Michael Mitnick
Michael Mitnick is a playwright and songwriter. Theatre works include Scotland, PA (New York Times Critics’ Pick, The Roundabout Theatre Company), Fly By Night (Drama Desk-nominated Best Musical, Playwrights Horizons), Mysterious Circumstances (The Geffen Playhouse), and Sex Lives of Our Parents (Second Stage). His music and lyrics have been sung on Broadway, at Lincoln Center, The Guggenheim, Joe’s Pub, 54 Below, and on HBO. Films include The Current War (dir. Alfonso Gomez-Rejon), The Giver (dir. Phillip Noyce), The Staggering Girl (Cannes Film Festival Selection) and O Night Divine (both dir. Luca Guadagnino). Michael has an MFA in Playwriting from The Yale School of Drama. He was raised in Pittsburgh and lives in Brooklyn.
Selection from the play MYSTERIOUS CIRCUMSTANCES
RICHARD LANCELYN GREEN:
I believe some physical objects have, for lack of a better word, “souls.”

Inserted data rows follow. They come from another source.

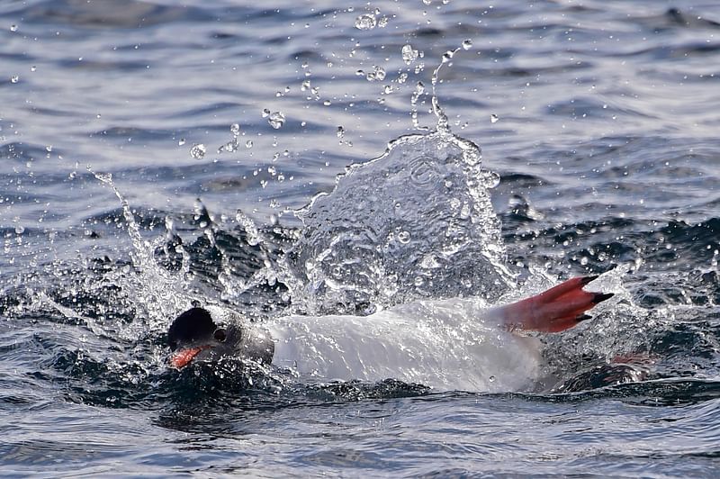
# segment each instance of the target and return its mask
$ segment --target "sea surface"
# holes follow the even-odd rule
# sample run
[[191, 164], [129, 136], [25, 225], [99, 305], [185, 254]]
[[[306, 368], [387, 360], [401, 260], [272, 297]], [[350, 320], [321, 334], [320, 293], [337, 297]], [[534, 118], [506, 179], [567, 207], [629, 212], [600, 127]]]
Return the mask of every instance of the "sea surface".
[[[717, 477], [719, 132], [716, 1], [3, 2], [0, 475]], [[581, 275], [524, 388], [167, 366]]]

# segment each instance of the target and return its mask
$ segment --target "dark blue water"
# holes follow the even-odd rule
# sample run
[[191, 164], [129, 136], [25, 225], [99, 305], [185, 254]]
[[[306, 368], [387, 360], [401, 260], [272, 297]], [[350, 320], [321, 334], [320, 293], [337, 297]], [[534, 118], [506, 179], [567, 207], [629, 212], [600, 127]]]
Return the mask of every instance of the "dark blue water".
[[[458, 48], [437, 98], [500, 176], [472, 216], [512, 281], [375, 258], [338, 304], [263, 276], [312, 238], [293, 210], [418, 131], [418, 82], [435, 127]], [[717, 474], [716, 2], [12, 1], [0, 60], [4, 475]], [[166, 366], [192, 298], [263, 321], [601, 273], [615, 302], [521, 392]]]

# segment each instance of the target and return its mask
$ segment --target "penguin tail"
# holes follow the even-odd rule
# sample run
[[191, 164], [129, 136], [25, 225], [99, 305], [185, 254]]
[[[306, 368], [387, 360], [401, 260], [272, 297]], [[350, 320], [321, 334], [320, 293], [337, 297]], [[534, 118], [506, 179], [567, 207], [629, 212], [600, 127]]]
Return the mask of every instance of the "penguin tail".
[[500, 307], [503, 325], [510, 330], [559, 332], [590, 320], [585, 312], [611, 297], [582, 288], [598, 276], [579, 276], [529, 298]]

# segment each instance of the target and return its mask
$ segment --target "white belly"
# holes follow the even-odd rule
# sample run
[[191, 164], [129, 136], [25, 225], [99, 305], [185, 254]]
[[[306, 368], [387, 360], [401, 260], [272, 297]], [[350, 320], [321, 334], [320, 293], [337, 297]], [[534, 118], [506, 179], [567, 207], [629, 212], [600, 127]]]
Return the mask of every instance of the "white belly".
[[441, 391], [527, 388], [540, 374], [538, 341], [500, 330], [483, 311], [472, 300], [424, 301], [366, 317], [290, 316], [266, 326], [273, 364], [301, 375], [393, 378]]

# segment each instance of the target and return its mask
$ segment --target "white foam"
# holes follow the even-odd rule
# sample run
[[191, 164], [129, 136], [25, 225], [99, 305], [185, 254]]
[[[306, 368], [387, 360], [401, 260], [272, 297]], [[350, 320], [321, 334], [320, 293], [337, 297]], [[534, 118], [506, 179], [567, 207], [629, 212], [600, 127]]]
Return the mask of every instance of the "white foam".
[[482, 306], [420, 301], [366, 317], [281, 318], [267, 325], [275, 339], [273, 364], [301, 376], [393, 378], [441, 391], [530, 387], [541, 370], [539, 341], [499, 329]]

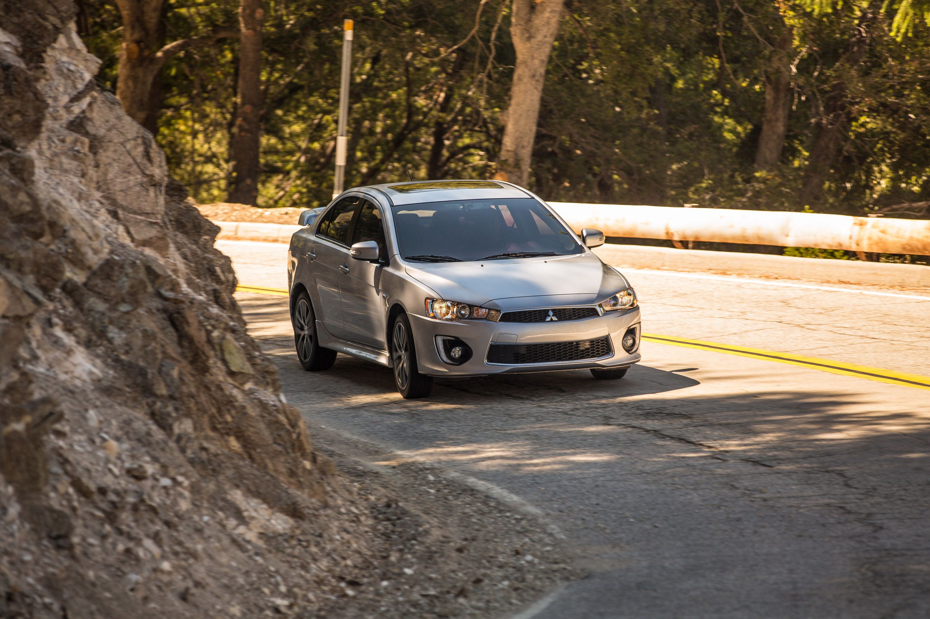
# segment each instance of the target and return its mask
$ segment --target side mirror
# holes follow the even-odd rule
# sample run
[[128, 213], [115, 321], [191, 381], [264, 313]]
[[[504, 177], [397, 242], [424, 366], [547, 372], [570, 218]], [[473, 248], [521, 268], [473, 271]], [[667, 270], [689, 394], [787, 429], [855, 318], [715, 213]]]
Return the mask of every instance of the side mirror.
[[349, 256], [356, 260], [366, 260], [368, 262], [379, 262], [380, 253], [377, 241], [363, 241], [356, 243], [349, 248]]
[[581, 242], [585, 247], [600, 247], [604, 244], [604, 232], [593, 228], [585, 228], [581, 230]]
[[315, 208], [302, 211], [300, 217], [297, 219], [297, 225], [309, 226], [316, 220], [317, 215], [319, 215], [319, 212]]

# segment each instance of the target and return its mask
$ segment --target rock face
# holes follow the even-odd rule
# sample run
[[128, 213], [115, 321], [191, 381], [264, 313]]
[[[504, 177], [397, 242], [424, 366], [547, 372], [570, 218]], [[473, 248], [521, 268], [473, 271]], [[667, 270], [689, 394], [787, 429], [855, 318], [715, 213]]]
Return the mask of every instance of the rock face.
[[368, 521], [73, 15], [0, 0], [0, 616], [309, 612]]

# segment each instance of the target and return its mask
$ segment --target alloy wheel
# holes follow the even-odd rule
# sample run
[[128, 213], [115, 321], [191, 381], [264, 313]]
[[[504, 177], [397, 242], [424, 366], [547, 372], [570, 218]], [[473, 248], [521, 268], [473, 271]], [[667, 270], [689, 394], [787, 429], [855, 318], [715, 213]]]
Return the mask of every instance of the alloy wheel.
[[300, 356], [300, 361], [308, 362], [313, 348], [313, 318], [306, 299], [301, 298], [297, 302], [294, 330], [297, 332], [297, 353]]
[[392, 348], [392, 357], [394, 362], [394, 378], [397, 380], [397, 387], [403, 390], [406, 389], [410, 381], [410, 363], [407, 361], [410, 354], [410, 342], [407, 338], [406, 329], [400, 321], [394, 323], [393, 346]]

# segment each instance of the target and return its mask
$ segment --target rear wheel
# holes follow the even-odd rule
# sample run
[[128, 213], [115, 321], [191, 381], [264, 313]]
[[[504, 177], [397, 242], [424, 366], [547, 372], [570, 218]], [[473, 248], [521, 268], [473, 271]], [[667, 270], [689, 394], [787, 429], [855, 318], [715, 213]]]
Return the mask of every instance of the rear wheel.
[[600, 368], [591, 368], [591, 374], [592, 376], [598, 380], [617, 380], [618, 378], [622, 378], [627, 375], [627, 370], [629, 367], [621, 367], [618, 370], [604, 370]]
[[336, 362], [336, 350], [325, 349], [319, 344], [316, 337], [313, 305], [306, 290], [301, 290], [297, 296], [291, 323], [294, 325], [294, 347], [297, 349], [297, 358], [303, 369], [308, 372], [318, 372], [331, 368]]
[[417, 349], [406, 314], [398, 314], [391, 327], [391, 360], [394, 366], [394, 384], [405, 400], [430, 395], [432, 376], [417, 371]]

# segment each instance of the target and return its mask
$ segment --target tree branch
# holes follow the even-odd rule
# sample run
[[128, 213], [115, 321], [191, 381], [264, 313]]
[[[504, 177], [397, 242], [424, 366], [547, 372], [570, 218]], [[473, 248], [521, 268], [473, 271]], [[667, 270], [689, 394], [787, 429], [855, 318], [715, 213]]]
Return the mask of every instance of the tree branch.
[[213, 28], [213, 32], [209, 34], [194, 36], [190, 39], [181, 39], [179, 41], [174, 41], [173, 43], [167, 44], [159, 49], [155, 54], [155, 63], [159, 68], [161, 68], [162, 65], [184, 50], [193, 49], [194, 47], [206, 47], [213, 45], [219, 39], [238, 38], [238, 26], [215, 26]]

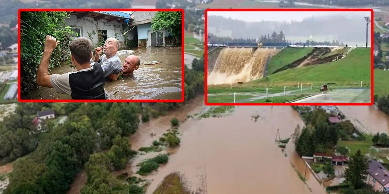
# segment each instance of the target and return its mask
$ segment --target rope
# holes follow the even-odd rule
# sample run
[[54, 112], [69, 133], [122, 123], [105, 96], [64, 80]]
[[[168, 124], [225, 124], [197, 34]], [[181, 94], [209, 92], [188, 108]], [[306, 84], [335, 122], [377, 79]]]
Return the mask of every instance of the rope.
[[[33, 29], [34, 29], [34, 30], [35, 30], [35, 31], [37, 31], [37, 32], [38, 32], [38, 33], [39, 33], [40, 34], [43, 35], [45, 37], [46, 37], [46, 35], [42, 34], [41, 32], [38, 31], [38, 30], [37, 30], [37, 29], [35, 29], [35, 28], [33, 28], [32, 27], [32, 26], [30, 26], [30, 24], [27, 24], [27, 23], [26, 23], [26, 22], [25, 22], [25, 21], [23, 21], [23, 20], [22, 20], [21, 19], [20, 20], [20, 21], [22, 21], [22, 22], [23, 22], [25, 24], [27, 24], [27, 26], [30, 26], [30, 28], [32, 28]], [[68, 44], [67, 43], [65, 43], [64, 42], [60, 42], [61, 43], [62, 43], [65, 44], [65, 45], [69, 45], [69, 44]]]

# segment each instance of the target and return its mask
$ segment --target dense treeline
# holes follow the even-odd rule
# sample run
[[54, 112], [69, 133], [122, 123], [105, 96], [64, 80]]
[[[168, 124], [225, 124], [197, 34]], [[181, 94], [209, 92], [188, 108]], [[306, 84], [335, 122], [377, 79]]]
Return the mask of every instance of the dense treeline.
[[347, 140], [356, 132], [350, 121], [330, 124], [328, 121], [330, 116], [320, 108], [304, 115], [307, 126], [302, 129], [295, 143], [296, 151], [300, 156], [311, 156], [316, 152], [333, 152], [339, 139]]
[[387, 0], [295, 0], [295, 2], [303, 2], [313, 4], [337, 5], [389, 5]]
[[[24, 114], [29, 114], [31, 116], [25, 118], [25, 122], [29, 123], [27, 120], [29, 120], [30, 125], [32, 125], [30, 119], [33, 114], [36, 114], [40, 108], [49, 107], [49, 104], [21, 104], [16, 115], [10, 118], [17, 118], [17, 114], [25, 117], [28, 116]], [[48, 123], [47, 132], [32, 133], [37, 134], [36, 136], [30, 135], [32, 136], [25, 138], [28, 140], [32, 137], [35, 141], [39, 139], [39, 146], [30, 154], [15, 162], [10, 184], [5, 193], [64, 193], [70, 188], [76, 173], [89, 160], [91, 154], [112, 145], [106, 154], [109, 169], [125, 167], [133, 152], [130, 149], [126, 137], [126, 137], [136, 131], [139, 122], [138, 108], [138, 104], [135, 103], [67, 103], [62, 106], [61, 111], [68, 114], [63, 124]], [[18, 120], [7, 122], [11, 123], [4, 125], [9, 127], [12, 125], [20, 125]], [[30, 131], [36, 130], [28, 129]], [[24, 135], [17, 132], [14, 133], [14, 139], [19, 139], [19, 137], [30, 133], [29, 131], [23, 132]], [[1, 139], [8, 138], [4, 135], [2, 133], [0, 134]], [[23, 145], [23, 143], [19, 145]], [[27, 143], [30, 145], [29, 142]], [[25, 153], [34, 148], [32, 147]], [[93, 174], [90, 172], [87, 171], [88, 176], [90, 173]], [[93, 187], [93, 182], [91, 179], [94, 177], [88, 177], [90, 178], [87, 185]], [[88, 189], [86, 189], [84, 193], [93, 193], [87, 192]]]

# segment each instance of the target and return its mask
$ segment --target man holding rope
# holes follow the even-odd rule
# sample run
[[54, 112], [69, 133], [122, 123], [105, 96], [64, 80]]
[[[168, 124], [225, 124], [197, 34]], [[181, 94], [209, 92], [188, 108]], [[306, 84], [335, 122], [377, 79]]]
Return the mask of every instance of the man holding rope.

And I don’t mean “significance” – we can agree a chair is just a chair but it skyrockets in value if it were the chair Churchill sat in at Yalta. No, I mean something entirely different. Emotion that lurks in the inanimate – in wood or in paper – forming a connection from a thing… to us. Do you still have a baby blanket? Or, say, your father’s glasses? If your house were to catch fire and you were the only person home, what would grab before breaking out the door – a computer? A piece of expensive jewelry? Or maybe a wooden box.
But why the box?
Perhaps it contains 21 letters – each written by your mother who, at the time of your birth, knew that in a matter of months, she were fated to die. In the face of this devastating news, she sat down and wrote 21 letters, asking your father to give you one on each of your birthdays until your twenty-first year. The mother you never knew, sending back love from the beyond.
You’re older than 21 now. Since the last delivery, you’ve scanned all of them. You’ve memorized them and most consist only of different ways to say, “I love you and will always be with you.” But on those original letters is your mother’s handwriting. She held that paper in her fingers. She brought the envelope to her mouth and her breath touched the seal.
When the fire blazes, you grab the box, but the reason isn’t nostalgia, obsession, or sentimentality. It’s love. The very same love two people share. Some of us can feel a full, emotional connection… to a thing without a heart, without blood or bone, to something without a… life. And it’s precisely that connection which gives us the reason to live our own.